While it’s a myth that cellulite only affects older women, you’ll be glad to know that it’s also a myth that we’re stuck with it. We may not be able to banish cellulite entirely, but we can certainly make some good attempts at reducing its appearance and feeling better in our bodies. Make a start with our five key tips below.
1. Get active
Since cellulite is simply a particular distribution of good old, regular fat, it can be targeted like the rest of the fat we store in our bodies. Make sure you’re including plenty of fat-burning cardio in your workout routine; running, swimming and brisk walking are all great. Anything that gets your heart pumping faster, has you breathing harder and gets you sweating.

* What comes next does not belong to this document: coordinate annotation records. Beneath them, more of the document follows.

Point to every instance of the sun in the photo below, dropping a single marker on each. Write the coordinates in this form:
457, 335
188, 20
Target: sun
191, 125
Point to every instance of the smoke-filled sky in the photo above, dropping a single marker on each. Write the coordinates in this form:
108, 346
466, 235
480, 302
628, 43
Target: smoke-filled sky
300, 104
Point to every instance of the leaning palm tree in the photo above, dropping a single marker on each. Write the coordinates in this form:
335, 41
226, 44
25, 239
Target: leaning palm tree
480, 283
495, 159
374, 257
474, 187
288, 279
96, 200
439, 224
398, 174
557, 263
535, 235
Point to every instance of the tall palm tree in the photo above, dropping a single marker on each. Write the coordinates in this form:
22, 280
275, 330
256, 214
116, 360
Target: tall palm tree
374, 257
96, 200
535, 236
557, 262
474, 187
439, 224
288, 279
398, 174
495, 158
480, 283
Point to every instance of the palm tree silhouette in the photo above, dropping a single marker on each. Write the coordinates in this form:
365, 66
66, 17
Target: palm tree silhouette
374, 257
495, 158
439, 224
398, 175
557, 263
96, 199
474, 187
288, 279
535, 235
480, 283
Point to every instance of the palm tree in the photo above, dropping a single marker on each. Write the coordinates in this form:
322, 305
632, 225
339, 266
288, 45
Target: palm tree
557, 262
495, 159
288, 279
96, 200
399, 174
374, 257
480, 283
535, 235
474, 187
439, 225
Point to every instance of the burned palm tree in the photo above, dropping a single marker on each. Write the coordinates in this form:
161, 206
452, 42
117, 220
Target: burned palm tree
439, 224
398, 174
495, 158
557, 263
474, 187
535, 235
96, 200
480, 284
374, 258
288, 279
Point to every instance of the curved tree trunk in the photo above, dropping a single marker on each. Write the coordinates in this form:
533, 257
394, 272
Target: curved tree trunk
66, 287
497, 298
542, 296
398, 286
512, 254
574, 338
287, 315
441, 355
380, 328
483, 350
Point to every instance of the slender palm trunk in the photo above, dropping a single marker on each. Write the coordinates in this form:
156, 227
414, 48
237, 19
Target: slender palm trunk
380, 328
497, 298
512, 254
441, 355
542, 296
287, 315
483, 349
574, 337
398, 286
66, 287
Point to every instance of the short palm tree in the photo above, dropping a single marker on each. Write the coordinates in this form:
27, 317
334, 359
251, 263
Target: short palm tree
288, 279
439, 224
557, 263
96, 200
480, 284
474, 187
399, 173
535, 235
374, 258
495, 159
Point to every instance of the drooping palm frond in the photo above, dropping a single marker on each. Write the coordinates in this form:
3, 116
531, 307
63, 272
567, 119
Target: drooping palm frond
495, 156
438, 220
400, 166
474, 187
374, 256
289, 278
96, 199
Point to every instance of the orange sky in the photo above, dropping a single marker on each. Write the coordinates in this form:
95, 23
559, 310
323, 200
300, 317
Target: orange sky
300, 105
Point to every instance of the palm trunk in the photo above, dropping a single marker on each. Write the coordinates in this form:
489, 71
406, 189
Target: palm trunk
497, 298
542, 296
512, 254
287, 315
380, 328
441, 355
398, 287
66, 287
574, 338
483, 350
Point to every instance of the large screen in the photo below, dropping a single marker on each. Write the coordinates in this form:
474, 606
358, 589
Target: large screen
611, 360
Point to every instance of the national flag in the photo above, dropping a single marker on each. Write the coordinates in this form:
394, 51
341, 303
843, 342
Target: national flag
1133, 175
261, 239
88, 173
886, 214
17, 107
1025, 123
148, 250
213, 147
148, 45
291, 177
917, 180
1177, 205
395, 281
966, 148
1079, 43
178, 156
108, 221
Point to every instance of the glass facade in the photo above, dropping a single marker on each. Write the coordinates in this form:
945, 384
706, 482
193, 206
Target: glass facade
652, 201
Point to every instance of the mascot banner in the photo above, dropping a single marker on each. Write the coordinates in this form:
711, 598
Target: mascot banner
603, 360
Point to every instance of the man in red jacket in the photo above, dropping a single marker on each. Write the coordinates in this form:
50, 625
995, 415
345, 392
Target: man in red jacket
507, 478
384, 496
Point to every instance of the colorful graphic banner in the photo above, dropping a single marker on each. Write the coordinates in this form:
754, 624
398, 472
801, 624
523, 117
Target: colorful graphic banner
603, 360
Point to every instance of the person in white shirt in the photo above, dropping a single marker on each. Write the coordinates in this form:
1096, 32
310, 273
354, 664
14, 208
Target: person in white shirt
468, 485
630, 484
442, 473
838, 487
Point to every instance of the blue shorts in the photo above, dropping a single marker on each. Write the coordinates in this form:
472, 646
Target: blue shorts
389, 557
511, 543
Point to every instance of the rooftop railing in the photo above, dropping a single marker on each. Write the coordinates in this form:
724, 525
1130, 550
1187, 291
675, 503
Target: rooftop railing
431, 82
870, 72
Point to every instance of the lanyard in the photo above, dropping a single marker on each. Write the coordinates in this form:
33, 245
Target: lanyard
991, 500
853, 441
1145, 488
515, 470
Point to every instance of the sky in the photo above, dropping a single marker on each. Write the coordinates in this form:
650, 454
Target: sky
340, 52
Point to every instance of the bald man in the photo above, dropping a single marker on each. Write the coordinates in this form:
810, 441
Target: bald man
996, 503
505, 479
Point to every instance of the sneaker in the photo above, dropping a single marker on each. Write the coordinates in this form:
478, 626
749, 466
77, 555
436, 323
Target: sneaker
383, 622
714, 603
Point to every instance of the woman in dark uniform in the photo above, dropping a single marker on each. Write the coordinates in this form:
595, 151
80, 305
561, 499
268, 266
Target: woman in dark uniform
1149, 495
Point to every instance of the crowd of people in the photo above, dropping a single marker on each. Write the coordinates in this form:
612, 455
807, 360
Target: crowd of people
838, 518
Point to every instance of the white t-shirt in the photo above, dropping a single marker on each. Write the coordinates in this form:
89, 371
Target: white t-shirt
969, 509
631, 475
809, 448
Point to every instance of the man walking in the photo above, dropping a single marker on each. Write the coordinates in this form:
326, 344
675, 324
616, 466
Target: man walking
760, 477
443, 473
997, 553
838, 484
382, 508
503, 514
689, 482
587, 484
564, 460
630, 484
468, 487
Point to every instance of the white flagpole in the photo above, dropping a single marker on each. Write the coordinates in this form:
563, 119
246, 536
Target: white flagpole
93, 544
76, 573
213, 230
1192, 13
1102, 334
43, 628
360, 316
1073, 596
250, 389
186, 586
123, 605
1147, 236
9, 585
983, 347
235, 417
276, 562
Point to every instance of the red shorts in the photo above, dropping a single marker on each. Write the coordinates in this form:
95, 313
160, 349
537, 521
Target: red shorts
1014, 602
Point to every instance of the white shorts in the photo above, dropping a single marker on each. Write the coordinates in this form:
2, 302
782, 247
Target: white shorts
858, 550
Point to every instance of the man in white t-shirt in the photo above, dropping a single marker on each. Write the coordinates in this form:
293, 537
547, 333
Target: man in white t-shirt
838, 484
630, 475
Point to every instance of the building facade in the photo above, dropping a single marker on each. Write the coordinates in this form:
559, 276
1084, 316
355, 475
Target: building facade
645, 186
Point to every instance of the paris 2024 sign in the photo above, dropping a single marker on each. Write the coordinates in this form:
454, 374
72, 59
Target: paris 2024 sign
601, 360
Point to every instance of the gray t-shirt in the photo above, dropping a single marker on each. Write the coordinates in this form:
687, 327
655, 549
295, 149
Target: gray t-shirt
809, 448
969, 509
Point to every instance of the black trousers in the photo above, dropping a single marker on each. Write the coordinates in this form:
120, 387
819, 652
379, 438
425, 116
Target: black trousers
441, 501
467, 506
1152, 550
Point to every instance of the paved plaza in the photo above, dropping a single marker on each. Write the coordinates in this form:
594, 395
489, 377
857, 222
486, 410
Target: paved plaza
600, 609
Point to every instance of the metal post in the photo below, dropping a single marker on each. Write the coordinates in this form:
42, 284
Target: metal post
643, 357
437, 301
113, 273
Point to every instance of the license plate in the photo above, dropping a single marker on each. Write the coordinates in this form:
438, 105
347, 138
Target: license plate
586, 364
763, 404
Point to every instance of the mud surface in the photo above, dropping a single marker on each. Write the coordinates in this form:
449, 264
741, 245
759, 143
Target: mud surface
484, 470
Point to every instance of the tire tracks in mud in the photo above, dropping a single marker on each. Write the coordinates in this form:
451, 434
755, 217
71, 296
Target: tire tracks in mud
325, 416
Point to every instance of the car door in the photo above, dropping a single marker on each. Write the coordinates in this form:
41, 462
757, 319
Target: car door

2. Include strength training
It’s not true that lifting weights is only for men and pro bodybuilders. Targeting your muscles with both weight-lifting and weight-bearing exercises (such as squats and press-ups) increases your metabolism and strengthens your muscles and connective tissue. Cardio, while great for fat-burning, can’t give you that toned physique you’re aiming for all by itself. To reduce the appearance of cellulite and achieve a smoother, more defined look in your body, don’t be a stranger to the weights section of your gym.
3. Eat well
Not all fat loss is down to exercise. Diet plays a crucial role, too – one which is often overlooked by people who assume their workout routine gives them the ability to eat whatever they want. To really get the results you’re after, reduce your consumption of processed and artificial foods and refined sugars, sticking instead to fresh, wholesome foods that don’t necessarily come from a packet.
4. Brush your body
If you’re not already, brush your body regularly to help encourage the dispersion of fat. Be strong-handed, massaging firmly in the direction of your heart. Do this often to help spread the distribution of fat and give your skin a smoother appearance.
5. Don’t just sit there
We talked already about keeping fit and staying active to target your body’s fat stores. Well, this advice isn’t limited to your gym workouts. In everyday life, make sure you’re moving as often as you can. Take regular breaks from your desk to walk around the office, get off the bus a stop earlier, take the stairs instead of the escalator… We know, you’ve heard all this advice before. But that’s because it works. Every tiny habit change that gets your body moving more will help to shape you up and boost your circulation (poor circulation can also make you more susceptible to cellulite).